I prodotti a tabacco riscaldato non potranno avere aromi differenti da quelli al tabacco in tutti i Paesi dell'Unione europea.
In tal senso l'Official Journal of the European Union - ovvero la Gazzetta ufficiale dell'Unione europea.
Giovedi 3 Novembre, infatti, si è proceduto alla pubblicazione sul documento menzionato, della Direttiva della Commissione Ue di fine Giugno di quest'anno attraverso la quale, in particolare, si è provveduto a modificare il contenuto della Direttiva numero 40 dell'anno 2014.
Ad oggi, in particolare, le limitazioni riguardavano solo le sigarette ed il tabacco da arrotolare, "base" che aveva portato a bannare dal mercato, ad esempio, le "bionde" al gusto menta.
A queste tipologie, quindi, si somma ora anche quella del "riscaldato".
Per quanto riguarda l'entrata in vigore della norma, la stessa decorre tempo venti giorni dalla pubblicazione sulla Gazzetta europea e, quindi, a fare data dal 20 Novembre.
Per un reale impatto, tuttavia, sulla realtà delle cose si dovrà necessariamente attendere l'anno 2023.
Entro il 23 Luglio 2023, infatti, gli Stati membri sono chiamati a recepire nei rispettivi ordinamenti la Direttiva continentale: vale a dire dovranno porre in essere leggi di recezione delle menzionate disposizioni.

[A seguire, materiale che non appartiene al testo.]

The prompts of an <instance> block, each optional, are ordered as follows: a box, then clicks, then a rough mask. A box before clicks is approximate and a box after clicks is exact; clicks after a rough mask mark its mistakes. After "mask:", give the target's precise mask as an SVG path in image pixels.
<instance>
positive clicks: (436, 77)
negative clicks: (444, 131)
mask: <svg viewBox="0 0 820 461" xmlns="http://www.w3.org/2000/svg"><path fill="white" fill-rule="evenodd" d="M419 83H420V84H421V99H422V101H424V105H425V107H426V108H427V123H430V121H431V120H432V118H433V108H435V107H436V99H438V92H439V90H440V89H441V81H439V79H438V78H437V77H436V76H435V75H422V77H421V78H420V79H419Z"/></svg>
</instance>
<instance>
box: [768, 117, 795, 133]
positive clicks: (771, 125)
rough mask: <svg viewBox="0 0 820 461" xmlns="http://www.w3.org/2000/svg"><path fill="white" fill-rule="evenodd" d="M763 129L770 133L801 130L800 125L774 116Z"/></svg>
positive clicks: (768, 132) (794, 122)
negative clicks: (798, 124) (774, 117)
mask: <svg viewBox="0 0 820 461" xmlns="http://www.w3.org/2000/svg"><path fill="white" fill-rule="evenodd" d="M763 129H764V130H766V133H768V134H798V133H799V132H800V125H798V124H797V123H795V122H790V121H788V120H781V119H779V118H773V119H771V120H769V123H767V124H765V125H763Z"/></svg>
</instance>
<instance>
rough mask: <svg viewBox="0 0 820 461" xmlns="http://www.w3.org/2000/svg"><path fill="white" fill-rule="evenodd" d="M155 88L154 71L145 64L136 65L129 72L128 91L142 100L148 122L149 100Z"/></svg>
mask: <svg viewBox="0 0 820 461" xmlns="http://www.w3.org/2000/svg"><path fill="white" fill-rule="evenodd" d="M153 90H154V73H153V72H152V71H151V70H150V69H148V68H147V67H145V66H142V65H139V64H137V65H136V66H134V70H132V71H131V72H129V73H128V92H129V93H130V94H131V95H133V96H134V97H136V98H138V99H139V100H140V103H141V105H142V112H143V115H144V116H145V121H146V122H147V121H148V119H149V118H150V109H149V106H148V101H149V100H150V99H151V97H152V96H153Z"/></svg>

Ma solamente a fare data dal 23 Ottobre del 2023 si avrà una vera efficacia delle norme e, con esse, il divieto di circolazione commerciale del tabacco riscaldato aromatizzato.
Come a tutti noto, purtroppo, agli orizzonti europei aleggia anche un altro spettro.
Ed è quello relativo alle intenzioni-non intenzioni della Ue di calare la scure anche sugli aromi dei liquidi per sigarette elettroniche.
Una questione che ribolle nel pentolone di Bruxelles e che viene seguita con la dovuta attenzione e ansia dagli addetti ai lavori.
Secondo i legislatori sovranazionali, in particolare, i liquidi sarebbero una tentazione per i giovani e, da questo presupposto, i divieti menzionati; Fosse questo dato fondato o meno, tuttavia, si rischia di investire anche la sfera degli adulti fumatori che, indubbiamente, traggono dai sapori un validissimo supporto nel processo di smoking cessation.